A minuit, tout est permis… pour ses équipes.

L’excellente initiative d’Eric Guerin de fermer son restaurant à minuit sera surement suivie par de nombreuses autres maisons, en tout cas, je l’espère. Il serait même bien qu’une association, un groupement, déjà existants se saisissent de cette simple idée pour la propager au plus grand nombre.

Pour tout vous dire, au départ, je me suis posé la question si cela était une excellente idée, car vous connaissez ma réticence à interdire ou à donner des règles à un client en quête de liberté. Mais la liberté s’arrête bien là où commence celle des autres.

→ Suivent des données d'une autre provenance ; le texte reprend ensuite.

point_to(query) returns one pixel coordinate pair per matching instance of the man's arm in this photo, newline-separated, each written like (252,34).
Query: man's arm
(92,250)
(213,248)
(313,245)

Sur ce sujet, le 18 avril, je reçois un long message d’Amandine Carette des Terrasse à Tournus, pour donner suite à un billet que j’avais publié « ce n’est pas quand mais combien », A la suite de cette lecture, elle s’interrogeait sur les horaires du soir et sur le pourquoi les restaurateurs sont la seule profession à ne pas facturer les clients sur leur frais de main-d’œuvre.

Le raisonnement était logique : un plombier ou un électricien facture du matériel et de la main-d’œuvre, pourquoi ne pas faire de même et avoir finalement des horaires « de nuit » différents pour les clients qui confondent salle de restaurant et chambre d’hôtel. Pour finir, j’avais beau chercher une solution pour faire tourner un modèle, je n’arrivais pas à trouver l’idée d’une carte de restaurant sur ce format de tarif. Ici, le projet était aussi de décourager par le tarif, pas d’interdiction, mais une juste rétribution. Mais nous ne réglions pas le problème du bien-être des équipes où certains auraient dû rester. C’est donc elle qui m’a partagé en premier la publication de Monsieur Guerin avec comme commentaire « mon héros du jour ».

 

Cette belle idée impose aussi de redonner de nouvelles pratiques pour le client, par exemple de limiter les horaires d’arrivée du client, à partir de 19 h et jusqu’à 20 h 15 avec des créneaux de 15 minutes pour que tout le monde n’arrive pas en même temps, dans certains logiciels de réservation de table, vous pouvez même mettre des allotements pour que le créneau se ferme, aussi, par téléphone, il faudra être plus directif et dès l’annonce du soir, proposer les créneaux d’arrivée au lieu de les demander.

Pour le midi, je suis plus réservé, car il est plus facile de mettre en place une organisation avec des équipes pouvant assurer une journée continue en salle pour redresser le soir et donc d’offrir des horaires ou certains savent qu’ils ont leur soirée car de garde. Certes pour la cuisine, l’horaire de la dernière commande sera utile. Et dans ce cadre, arrêtons de penser que pour redresser une table, il faut absolument que tous les clients soient partis, si la carcasse n’est pas à refaire, il est très facile de redresser pour le soir, le mieux étant de penser des restaurants ou un espace qui permettent de guider les clients vers un bar ou autre espace d’accueil.

Réduire le temps, c’est aussi repenser le nombre de plats servis. Je n’ai jamais compris pourquoi les prix des menus les plus chers étaient ceux qui avaient le plus de plats. La gastronomie, ce n’est pas un concours sur la quantité mais sur la qualité. D’autant plus que quand j’échange avec des guides, leur remarque est toujours de dire pourquoi prendre des risques avec 6 plats alors que 3 parfaitement exécutés suffisent à se faire une meilleure idée. Trop de restaurants s’engouffrent dans une offre de dinette qui allonge les temps de service, de préparation en cuisine pour qu’au final un client explique qu’un ou deux plats ne sont pas au niveau du reste de l’expérience.

L’une des bonnes astuces serait peut-être d’avoir un menu fixe en 3 services à un prix moyen correspondant à la rentabilité de l’entreprise et d’avoir une formule d’un ou deux plats au choix à ajouter pour les plus gourmands. Ainsi, ce type de carte pourrait toutes les 3 semaines changer et offrir au client plus de diversité conçue sur le produit au top de la saison.

Au-delà des horaires de fermeture du soir, les deux autres sujets sont les coupures et le travail du dimanche, et la fermeture administrative des restaurants a fait profondément réfléchir les équipes sur le sens au travail.

Faire évoluer son modèle combinant confort des équipes et plaisir au client est juste, mais il faut redoubler d’ingéniosité pour en réalité pallier le profond problème de la restauration : la confusion d’une seule et même règle pour une restauration d’assemblage de produits et de transformation des produits.

La profession compose car personne n’arrive à se saisir du dossier de la clarification du mot « restaurateur artisan. ». L’ensemble des professionnels que je rencontre souhaitent que leurs équipes travaillent mieux, pas plus. Mais pour retrouver une nouvelle génération passionnée par ce métier, il faudra repenser le modèle des charges, de convention des restaurateurs qui transforment les produits.